Any New Yorker looking to make money in the Big Apple by flipping houses will tell you, it’s not easy. You’ll need extremely deep pockets to be able to afford to buy a fixer-upper in the city that never sleeps, especially when it comes to eating up your paycheck. With the average price of a home in Brooklyn over $1 million, just getting into the game is impossible for most middle-class New Yorkers.
Look At Surrounding Areas
Many New Yorkers are very insular when it comes to their city. For some, Queens is considered out of town. A lot of NYC residents don’t drive and so the thought of trekking away from public transport gives them the jitters. However, if you’re willing to look an hour or more so outside the city (it can take that long to travel from Central Park to Park Slope) there is a great money to make flipping houses.
Public Transport Could Be The Key
In New Jersey, Newark, East Orange, and Irvington, areas once thought of as no-go neighborhoods, are rapidly turning around. They are far from out of the woods when it comes to crime and schools but their proximity to New York (downtown Newark is a $2.75 Path Train ride away) and the huge gulf in prices has made them a gold mine recently for flippers.
Older Homes Make Money
There is a lot of older housing stock here in dire need of renovation. Frame houses that were foreclosed on after the last financial crash are now just coming to market because of the state’s lengthy foreclosure process. Indeed, flipped homes represented more than 6 percent of all New Jersey home sales in 2017. It’s not unusual to buy a fixer up for around $140K, put $60K into a flip and sell for $250K. Compared to the prices of single-family homes across the Hudson, no wonder these hardscrabble cities have been deluged by flippers in recent years.
PA Is Full of Profit
If you want to head further out, around 90 minutes out of the New York, is Lehigh Valley in Pennsylvania and the cities of Easton, Allentown, and Bethlehem. It’s another flipper’s paradise. On the South Side of Allentown, it’s possible to buy a bank owned home for $80K, put $40 into it and sell for $160K. There’s been such a frenzy recently, that low inventory has caused prices to continually head north to previously frothy heights. It is still possible to find a deal though if you can move quickly.
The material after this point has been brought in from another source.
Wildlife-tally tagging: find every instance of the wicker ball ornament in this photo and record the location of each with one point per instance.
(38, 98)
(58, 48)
Find A Successful Flipper And Become A Money Source
There are some people who love everything about flipping. They love dealing with contractors, being on the job site, picking out the tiles and cabinets and driving around each day looking for houses and doing deals. There are others whose interest is simply the money it generates. If you fall into the latter category, your time and wallet may be better served by becoming a hard money lender to flippers.
Let Your Money Do The Work So You Don’t Have To
Generally speaking, you could look to make anywhere from 12% and up on your cash – amortized over 12 months. So, basically 1% a month. That’s a decent return because it means you don’t have to spend time managing a flip and all the headaches it entails. Your money should be protected by a Deed-In-Lieu of foreclosure which means that if thing go awry you can always take back the property and sell it to recoup the money you have invested (even if it has been rehabbed). In a city such as Pittsburgh, a recent boom town for flippers, $150K will both buy a house and fund the renovation.
Connect Other Investors With Flippers And Be Part Of The Deal
Most of your acquaintances won’t like doing the hard work to find trustworthy flippers with whom to lend their cash. However, if you’ve already done it and are making money, they’ll want to emulate you. There’s nothing wrong in charging a commission for introducing these investors to your flipper. You can get paid on the back end and have a “Consultation Fee” buffered into the deal and placed on the settlement sheet so everything is transparent. The flipper may need to pay you out of their cut otherwise you run the risk of your investor simply going around you. Of course, the flipper could do the same thing and it’s always difficult to enforce these things contractually if they do, so a certain amount of maturity and trust is required.
Buy Fixer Uppers And Sell Them To Flippers
This is one step on from wholesaling. Wholesaling is the process of putting a property under contract and then assigning (though the old concept “assigning” is technical legal grey area) it to another buyer and pocketing the difference. The key here is that you don’t spend any (or very little) of your own money. However, if you have cash and don’t want to be bothered with the hassle of fixing up a property this could be a great strategy. By attending auctions or bidding for deals online, then”flipping” them to flippers you could earn quick cash.
Many of these homes are in a terrible state. By hiring a clean-out crew, to remove debris and get the property in shape for a contractor will increase your chances of a quick sale.
Partner With Friends/Like-Minded Investors
The old adage is that business and friendship don’t mix but if you want to flip a Brooklyn brownstone, teaming up with your friends/colleagues may be a risk worth taking. Of course, clearly delineated roles would need to be established before any money passed hands. Squabbling about tiles and shower heads could make the process intolerable. If three partners buy a fixer-upper for $1.5 million, put $400K in to and sell it for $2.3 million there won’t be too many who would balk at over a $100K payday. The difference in NYC is that the initial investment is a little out of most people’s comfort zone. But pick the right neighborhood and the profit could add a second salary to your income.